# Lady in Blue life-size portrait (help identifying time period based on dress)



## hammitchris (Feb 20, 2016)

I saw this in an antique shop today, came very close to buying, just want to do a bit more research first. It is close to a life-sized portrait from a local estate. They are asking $399, but said they would come down maybe 10-15%. Can anyone tell me when they think it may have been painted by the woman's dress? I was guessing maybe 1940's or earlier? There is no signature that I can tell. It was hanging up pretty high so I couldn't get a good look at the back, but the canvas looked like it had some age to it based on the color. They told me they think it is either of Susan Jenkins or one of her relatives since it came from her estate auction back in January in Knoxville, TN. I am thinking the woman may be related to the Judge Ray Howard Jenkins, who was involved in the famous Senator Joseph McCarthy U.S. Senate hearings on communism in the 1950's, but I'm still trying to I.D. her.


----------



## Mel_Robertson (Feb 23, 2016)

(skewed for research purpose)


----------



## Mel_Robertson (Feb 23, 2016)

this paintings nowhere online + no information, sorry.


----------



## hammitchris (Feb 20, 2016)

meli said:


> this paintings nowhere online + no information, sorry.


That's ok, thank you for trying and for cropping it for research purposes! I've reached out to the auction house that originally sold it to the antique store. I'm waiting to hear back from them. I'm hoping to find out who the woman is and who the painter was. I was able to rule out that she is not related to the Judge Jenkins as previously mentioned. I spoke with his grandson today. I did show it to an artist at a local gallery and she said she thinks the time period based on the woman's dress is circa 1910-1929.


----------



## Mel_Robertson (Feb 23, 2016)

I'm keen to discover what you learn about this beautiful piece, I hope you stick around


----------



## TerryCurley (Jan 4, 2015)

To me the clothes look more 1920ish than 1940ish. Also short hair was very stylish in the 20's, no so much so in the 40's.


----------



## hammitchris (Feb 20, 2016)

TerryCurley said:


> To me the clothes look more 1920ish than 1940ish. Also short hair was very stylish in the 20's, no so much so in the 40's.

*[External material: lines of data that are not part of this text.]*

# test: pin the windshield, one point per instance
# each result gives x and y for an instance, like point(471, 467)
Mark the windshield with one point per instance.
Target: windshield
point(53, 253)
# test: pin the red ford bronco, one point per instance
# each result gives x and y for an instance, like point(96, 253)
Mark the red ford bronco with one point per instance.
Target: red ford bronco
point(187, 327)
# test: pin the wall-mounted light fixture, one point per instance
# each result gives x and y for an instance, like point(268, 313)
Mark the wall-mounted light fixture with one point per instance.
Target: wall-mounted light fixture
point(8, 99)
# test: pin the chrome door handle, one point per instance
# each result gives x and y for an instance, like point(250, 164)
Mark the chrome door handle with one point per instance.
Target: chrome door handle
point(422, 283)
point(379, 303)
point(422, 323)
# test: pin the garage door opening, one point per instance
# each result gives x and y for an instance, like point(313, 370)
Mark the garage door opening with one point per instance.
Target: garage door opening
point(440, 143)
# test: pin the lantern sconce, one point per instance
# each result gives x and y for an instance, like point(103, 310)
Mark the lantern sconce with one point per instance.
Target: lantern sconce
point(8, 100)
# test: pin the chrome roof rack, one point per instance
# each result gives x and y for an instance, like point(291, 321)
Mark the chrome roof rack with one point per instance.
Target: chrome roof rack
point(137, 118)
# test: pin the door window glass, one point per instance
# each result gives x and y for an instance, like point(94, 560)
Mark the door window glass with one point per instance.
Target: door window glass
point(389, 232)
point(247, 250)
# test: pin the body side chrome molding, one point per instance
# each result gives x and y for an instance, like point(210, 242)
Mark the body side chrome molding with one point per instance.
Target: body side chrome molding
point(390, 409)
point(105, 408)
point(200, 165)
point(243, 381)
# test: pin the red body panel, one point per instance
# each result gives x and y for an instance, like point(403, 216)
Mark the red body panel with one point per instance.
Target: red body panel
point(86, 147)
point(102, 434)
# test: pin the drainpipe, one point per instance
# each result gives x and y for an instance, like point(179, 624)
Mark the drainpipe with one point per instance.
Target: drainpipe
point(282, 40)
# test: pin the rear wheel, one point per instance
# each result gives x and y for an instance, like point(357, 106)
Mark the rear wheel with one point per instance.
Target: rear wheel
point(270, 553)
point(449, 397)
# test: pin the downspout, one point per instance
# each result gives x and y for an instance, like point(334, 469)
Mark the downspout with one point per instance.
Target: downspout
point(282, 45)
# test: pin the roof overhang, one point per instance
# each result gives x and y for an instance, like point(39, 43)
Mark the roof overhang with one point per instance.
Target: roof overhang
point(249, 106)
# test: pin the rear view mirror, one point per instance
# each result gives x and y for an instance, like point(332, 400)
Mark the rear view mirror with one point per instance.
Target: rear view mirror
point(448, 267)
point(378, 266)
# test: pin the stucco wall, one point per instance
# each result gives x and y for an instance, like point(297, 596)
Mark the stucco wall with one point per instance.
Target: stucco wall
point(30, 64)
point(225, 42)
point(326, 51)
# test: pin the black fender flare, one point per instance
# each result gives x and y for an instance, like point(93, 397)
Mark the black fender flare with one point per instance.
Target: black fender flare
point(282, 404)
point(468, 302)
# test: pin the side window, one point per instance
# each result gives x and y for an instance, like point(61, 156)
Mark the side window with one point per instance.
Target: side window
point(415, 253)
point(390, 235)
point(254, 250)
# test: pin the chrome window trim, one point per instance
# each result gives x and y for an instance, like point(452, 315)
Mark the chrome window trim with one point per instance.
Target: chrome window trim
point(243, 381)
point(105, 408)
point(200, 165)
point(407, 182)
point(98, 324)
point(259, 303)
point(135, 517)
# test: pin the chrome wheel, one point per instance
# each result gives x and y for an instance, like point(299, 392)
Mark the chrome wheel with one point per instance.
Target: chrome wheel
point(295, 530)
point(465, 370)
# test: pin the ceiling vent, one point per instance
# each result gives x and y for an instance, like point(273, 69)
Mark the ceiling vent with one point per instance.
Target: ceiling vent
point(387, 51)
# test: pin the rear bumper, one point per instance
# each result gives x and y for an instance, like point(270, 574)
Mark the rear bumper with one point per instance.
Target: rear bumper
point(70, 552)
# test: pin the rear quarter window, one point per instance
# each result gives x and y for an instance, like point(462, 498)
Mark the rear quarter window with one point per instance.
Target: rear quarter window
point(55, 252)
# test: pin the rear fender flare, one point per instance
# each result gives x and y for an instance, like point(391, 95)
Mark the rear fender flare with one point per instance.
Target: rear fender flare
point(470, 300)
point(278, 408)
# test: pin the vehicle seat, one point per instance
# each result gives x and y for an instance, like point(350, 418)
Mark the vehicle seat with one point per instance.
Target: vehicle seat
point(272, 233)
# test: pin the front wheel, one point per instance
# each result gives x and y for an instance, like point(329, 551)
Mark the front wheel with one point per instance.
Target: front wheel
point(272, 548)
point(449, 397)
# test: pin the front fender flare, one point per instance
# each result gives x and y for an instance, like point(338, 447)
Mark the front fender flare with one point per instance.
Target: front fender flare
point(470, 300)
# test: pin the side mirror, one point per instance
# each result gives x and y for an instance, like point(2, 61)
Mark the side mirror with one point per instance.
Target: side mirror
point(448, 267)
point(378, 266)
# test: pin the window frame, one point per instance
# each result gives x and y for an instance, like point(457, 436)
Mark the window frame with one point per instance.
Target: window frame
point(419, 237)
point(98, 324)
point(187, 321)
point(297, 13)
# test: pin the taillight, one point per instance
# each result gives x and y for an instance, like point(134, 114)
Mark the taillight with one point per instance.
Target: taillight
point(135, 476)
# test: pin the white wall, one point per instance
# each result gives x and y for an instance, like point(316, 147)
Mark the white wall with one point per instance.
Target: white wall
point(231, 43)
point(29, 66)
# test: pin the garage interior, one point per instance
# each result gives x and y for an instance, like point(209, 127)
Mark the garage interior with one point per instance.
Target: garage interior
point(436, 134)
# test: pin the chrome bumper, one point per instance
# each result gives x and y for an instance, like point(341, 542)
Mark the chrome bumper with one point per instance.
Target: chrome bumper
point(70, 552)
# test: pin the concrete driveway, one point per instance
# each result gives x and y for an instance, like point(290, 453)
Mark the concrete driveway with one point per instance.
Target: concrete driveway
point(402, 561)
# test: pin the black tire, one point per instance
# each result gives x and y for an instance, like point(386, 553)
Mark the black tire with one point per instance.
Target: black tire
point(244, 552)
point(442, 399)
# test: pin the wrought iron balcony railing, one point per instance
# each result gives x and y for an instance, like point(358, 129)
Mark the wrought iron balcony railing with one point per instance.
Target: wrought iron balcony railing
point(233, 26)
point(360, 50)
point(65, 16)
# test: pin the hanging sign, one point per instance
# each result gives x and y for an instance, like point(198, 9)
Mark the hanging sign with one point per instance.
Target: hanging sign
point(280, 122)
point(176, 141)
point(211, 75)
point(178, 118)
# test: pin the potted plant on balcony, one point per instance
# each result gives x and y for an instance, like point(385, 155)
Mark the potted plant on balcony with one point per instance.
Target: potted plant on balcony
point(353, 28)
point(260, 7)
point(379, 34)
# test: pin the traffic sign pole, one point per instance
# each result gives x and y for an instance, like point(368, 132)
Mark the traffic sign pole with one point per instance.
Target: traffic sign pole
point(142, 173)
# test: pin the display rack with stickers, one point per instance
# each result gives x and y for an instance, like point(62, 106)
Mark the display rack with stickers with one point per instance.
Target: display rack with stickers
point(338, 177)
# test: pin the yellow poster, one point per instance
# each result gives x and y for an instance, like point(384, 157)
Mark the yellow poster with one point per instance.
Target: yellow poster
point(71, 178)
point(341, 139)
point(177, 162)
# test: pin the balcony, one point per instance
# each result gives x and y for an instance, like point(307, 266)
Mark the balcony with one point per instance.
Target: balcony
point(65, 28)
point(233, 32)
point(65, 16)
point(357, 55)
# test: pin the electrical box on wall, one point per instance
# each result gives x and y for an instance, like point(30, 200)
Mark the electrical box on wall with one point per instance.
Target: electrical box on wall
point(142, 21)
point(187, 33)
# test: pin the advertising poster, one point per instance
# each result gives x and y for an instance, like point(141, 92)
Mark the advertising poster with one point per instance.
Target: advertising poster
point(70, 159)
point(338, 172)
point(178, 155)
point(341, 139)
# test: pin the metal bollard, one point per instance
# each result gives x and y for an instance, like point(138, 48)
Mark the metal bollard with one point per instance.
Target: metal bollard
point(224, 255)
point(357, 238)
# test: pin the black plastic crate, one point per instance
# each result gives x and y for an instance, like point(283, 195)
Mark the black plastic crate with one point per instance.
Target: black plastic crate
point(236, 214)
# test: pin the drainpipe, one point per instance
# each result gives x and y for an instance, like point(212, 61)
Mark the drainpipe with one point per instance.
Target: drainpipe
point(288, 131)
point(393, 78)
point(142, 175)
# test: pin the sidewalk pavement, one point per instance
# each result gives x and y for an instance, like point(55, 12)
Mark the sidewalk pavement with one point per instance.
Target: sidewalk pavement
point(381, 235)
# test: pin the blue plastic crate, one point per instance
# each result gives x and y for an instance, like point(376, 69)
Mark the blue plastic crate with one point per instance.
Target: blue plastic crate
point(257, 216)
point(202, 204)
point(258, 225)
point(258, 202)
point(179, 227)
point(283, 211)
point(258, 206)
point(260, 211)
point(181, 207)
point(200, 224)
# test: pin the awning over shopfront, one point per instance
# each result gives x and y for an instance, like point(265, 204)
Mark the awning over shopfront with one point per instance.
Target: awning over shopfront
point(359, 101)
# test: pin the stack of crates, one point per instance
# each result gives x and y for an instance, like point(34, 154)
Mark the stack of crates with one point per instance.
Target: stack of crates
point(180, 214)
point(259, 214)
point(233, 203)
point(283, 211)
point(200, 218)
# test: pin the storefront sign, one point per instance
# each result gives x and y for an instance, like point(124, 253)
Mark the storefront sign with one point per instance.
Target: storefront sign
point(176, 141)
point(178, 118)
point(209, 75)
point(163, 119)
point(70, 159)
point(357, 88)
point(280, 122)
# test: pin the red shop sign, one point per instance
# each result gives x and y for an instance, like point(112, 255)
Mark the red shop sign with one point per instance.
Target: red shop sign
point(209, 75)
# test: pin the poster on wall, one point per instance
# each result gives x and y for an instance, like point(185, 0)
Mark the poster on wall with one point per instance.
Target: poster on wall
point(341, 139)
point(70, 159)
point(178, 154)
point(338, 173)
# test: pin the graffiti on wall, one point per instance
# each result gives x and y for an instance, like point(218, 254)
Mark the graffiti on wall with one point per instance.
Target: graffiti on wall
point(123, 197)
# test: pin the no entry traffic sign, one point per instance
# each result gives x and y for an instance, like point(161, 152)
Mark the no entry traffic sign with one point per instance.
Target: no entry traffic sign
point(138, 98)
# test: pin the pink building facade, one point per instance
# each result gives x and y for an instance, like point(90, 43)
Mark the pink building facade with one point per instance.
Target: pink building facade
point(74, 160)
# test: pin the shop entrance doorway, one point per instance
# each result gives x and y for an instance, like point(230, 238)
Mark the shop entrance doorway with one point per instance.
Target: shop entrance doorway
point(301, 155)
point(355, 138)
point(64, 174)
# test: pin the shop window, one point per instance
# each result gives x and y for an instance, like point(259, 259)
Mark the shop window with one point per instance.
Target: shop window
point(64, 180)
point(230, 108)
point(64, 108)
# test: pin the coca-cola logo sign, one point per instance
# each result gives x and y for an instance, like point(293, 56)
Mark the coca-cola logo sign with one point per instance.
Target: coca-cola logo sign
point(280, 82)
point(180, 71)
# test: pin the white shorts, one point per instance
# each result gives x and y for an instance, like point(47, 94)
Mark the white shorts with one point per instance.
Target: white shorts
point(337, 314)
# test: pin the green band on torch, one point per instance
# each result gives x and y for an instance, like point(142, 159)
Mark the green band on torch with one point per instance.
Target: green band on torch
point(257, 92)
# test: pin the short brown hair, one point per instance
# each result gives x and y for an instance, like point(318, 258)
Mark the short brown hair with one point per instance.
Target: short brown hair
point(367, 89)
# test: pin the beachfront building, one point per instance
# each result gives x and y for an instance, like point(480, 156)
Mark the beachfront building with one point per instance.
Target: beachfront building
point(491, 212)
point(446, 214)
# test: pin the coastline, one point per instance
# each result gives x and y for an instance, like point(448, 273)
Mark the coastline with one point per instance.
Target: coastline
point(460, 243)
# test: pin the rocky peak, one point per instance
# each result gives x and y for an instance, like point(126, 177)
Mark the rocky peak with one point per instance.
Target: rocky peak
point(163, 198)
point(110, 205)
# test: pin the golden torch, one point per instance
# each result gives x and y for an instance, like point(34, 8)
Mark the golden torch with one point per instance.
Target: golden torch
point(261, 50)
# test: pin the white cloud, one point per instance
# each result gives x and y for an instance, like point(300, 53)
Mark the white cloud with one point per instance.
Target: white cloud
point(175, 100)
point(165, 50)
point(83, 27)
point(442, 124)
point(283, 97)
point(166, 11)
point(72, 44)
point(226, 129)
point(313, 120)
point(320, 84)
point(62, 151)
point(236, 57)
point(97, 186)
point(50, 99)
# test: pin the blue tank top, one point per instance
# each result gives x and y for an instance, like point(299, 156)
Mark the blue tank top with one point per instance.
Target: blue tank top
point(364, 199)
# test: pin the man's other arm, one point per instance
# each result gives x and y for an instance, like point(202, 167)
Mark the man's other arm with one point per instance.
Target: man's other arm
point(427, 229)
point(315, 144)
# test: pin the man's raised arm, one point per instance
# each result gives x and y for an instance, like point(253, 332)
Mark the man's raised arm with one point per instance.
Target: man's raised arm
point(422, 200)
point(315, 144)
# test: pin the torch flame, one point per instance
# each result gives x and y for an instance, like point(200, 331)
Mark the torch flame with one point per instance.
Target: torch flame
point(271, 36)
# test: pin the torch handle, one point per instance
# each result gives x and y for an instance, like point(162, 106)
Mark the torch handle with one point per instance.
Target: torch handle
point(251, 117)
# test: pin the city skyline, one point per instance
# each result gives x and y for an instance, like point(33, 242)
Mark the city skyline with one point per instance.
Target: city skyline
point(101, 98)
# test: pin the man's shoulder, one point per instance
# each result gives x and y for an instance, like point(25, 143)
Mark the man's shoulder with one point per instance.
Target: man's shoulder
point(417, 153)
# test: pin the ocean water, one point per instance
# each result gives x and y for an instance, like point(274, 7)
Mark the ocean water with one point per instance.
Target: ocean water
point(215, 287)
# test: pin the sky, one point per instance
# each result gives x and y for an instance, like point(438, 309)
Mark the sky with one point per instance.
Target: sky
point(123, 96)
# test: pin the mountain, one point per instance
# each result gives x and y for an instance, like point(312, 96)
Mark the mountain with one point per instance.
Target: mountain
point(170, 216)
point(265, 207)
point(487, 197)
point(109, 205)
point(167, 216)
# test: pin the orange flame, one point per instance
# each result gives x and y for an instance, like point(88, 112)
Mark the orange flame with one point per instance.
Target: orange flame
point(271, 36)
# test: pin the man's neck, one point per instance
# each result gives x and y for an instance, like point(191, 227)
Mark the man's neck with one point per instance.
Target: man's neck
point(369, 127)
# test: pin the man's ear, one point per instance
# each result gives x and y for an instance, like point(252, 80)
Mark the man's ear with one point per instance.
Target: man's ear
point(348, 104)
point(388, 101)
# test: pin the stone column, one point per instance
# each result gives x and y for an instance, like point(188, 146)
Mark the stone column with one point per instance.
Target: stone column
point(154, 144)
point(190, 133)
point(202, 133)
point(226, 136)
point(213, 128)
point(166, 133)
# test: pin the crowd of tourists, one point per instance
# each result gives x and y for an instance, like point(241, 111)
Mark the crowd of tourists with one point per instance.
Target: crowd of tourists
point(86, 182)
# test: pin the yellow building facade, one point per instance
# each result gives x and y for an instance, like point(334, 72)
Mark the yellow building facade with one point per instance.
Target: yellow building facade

Thank you! I agree now that you mention it. I'm hoping to hear back from the auction house that sold it to the antique shop so I can try to identify the woman.


----------



## Lee (Jun 12, 2016)

meli said:


> (skewed for research purpose)


Could this be a portrait of knoxville socialite Ellen McClung Berry?


----------



## Desdichado (May 26, 2016)

Sorry Chris, couldn't resist your blue lady. Not oils in a gilded frame, just watercolour impression on a sketch book page. Took about ninety minutes, sort of painting something without actually painting much. That's impressionism. Not $399 though, this one's free. Hope you don't mind...:wink:


----------



## Mel_Robertson (Feb 23, 2016)

great work @Desdichado


----------



## Desdichado (May 26, 2016)

A bit of info, for what it's worth: The lady's necklace in the painting is what was known as a "flapper" necklace and was a product of the 1920's era. The "_Charlston_" was all the rage as a dance at the time and women would twirl these things around as part of the fun. Based on that and the general clothes style, I'd say the painting was done between 1920 and 1930.


----------